Watch out for Sargeant Sue……….WARM UP!

Ok, CrossFitters…..you all know I’m a pretty easy going girl.  I correct form and give advice without yelling or fussing.  Most of you would probably never know that my nickname growing up was Sergeant Sue.  Well, Sarge is gonna be showing up more often if you don’t heed the following advice.  I see far too many of you NOT warming up properly!!  Come on now, you know better.  You were taught the Burgener warmup, you know how to run, row, jump rope, bike, and do muscle/joint specific warmups.  How can you expect proper performance from your body if you don’t give it what it needs?  Using the first 400 meter run or row of the WOD as your warmup IS NOT acceptable!

As you all know I recently had a leg injury that, among many factors, I can honestly say lack of a proper warmup attributed.  I was in a hurry to start, just wanted to get it over with, etc.  We’ve all been there, done that.  Let me be your example of what not to do.  WARM UP so YOU (yes, I’m talking to EVERY one of you) don’t get injured.  Read the following post from CrossFit One WorldWhile he talks about warming up before weightlifting we KNOW that it applies to every time we workout no matter what the exercise is.

Watch the Redline……

I strongly doubt that anytime any of you pull your car out a driveway you punch the pedal to the metal. Imagine that. You pick the kids up from school…floor it! Pulling out of the grocery story… Zero to Sixty Baby! Picking up your grandma for a day of shopping….Days of Thunder!

You don’t do that in a car because you know that the likelihood that you damage your car is high. It’s also pretty dangerous. So let me ask you…Why would you do that when you weight lift???

We warm up before every workout because it helps prevent injury. You get the blood flowing in your body. You work out stiffness. You begin to move more fluidly. It’s smart. Weightlifting is no different. I’ve explained it thousands of times. Start light. Lift lots of reps fast. Add weight as you work up to your working sets, and then hit your heavy weights. It kills me when we post a working set of 5×5 or 5×3 and right off the bat people just load up the bar with what they think they can lift for the working set.

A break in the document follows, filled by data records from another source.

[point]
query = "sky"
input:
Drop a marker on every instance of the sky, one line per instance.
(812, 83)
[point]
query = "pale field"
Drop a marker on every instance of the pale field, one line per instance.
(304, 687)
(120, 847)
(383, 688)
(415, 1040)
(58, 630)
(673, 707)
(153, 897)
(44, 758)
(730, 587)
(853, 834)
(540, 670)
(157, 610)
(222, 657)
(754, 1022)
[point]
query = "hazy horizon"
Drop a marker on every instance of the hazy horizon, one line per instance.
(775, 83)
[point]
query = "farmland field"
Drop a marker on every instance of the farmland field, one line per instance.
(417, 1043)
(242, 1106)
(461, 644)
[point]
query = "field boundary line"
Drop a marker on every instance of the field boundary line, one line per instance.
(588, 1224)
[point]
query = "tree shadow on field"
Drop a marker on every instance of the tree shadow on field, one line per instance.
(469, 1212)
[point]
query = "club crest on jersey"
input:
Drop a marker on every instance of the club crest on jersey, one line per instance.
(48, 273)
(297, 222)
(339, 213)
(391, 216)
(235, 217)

Warming up is essential. I know that I lift WAY better and WAY heavier when I work up to my desired loads. Here is an example of how I would handle a 5×3 dead lift:

I start with a super light weight and rip out 10 reps. I add weight and immediately pound out another 8 reps. Increase the load to something heavier and hit 5 reps. I then start playing around with heavier loads at anywhere between 1 to 2 reps. I eventually decide on the weight I am going to do and then I hit my working sets.

Your warm up sets can be performed with very minimal time between sets. Once you get to your working sets, rest 2-3 minutes between sets. It is very important that you keep track of what you lift on any given day. If you think you went too light, go heavier the next time. The first time you do a 5×3 or 5×5 at any movement, it is better to underestimate what you think you should do than overestimate. You can always add more weight next time. That’s the beauty of 5×5′s and 5×3′s. Once you start recording your loads, you should be adding 10# every workout to any lower body movements and 5# for upper body workouts.

Please warm up proper. There is more than enough time to get the work done in a training session as long as you do it smart. No one wants to be injured, and everyone wants to be stronger. Being stronger makes life easier.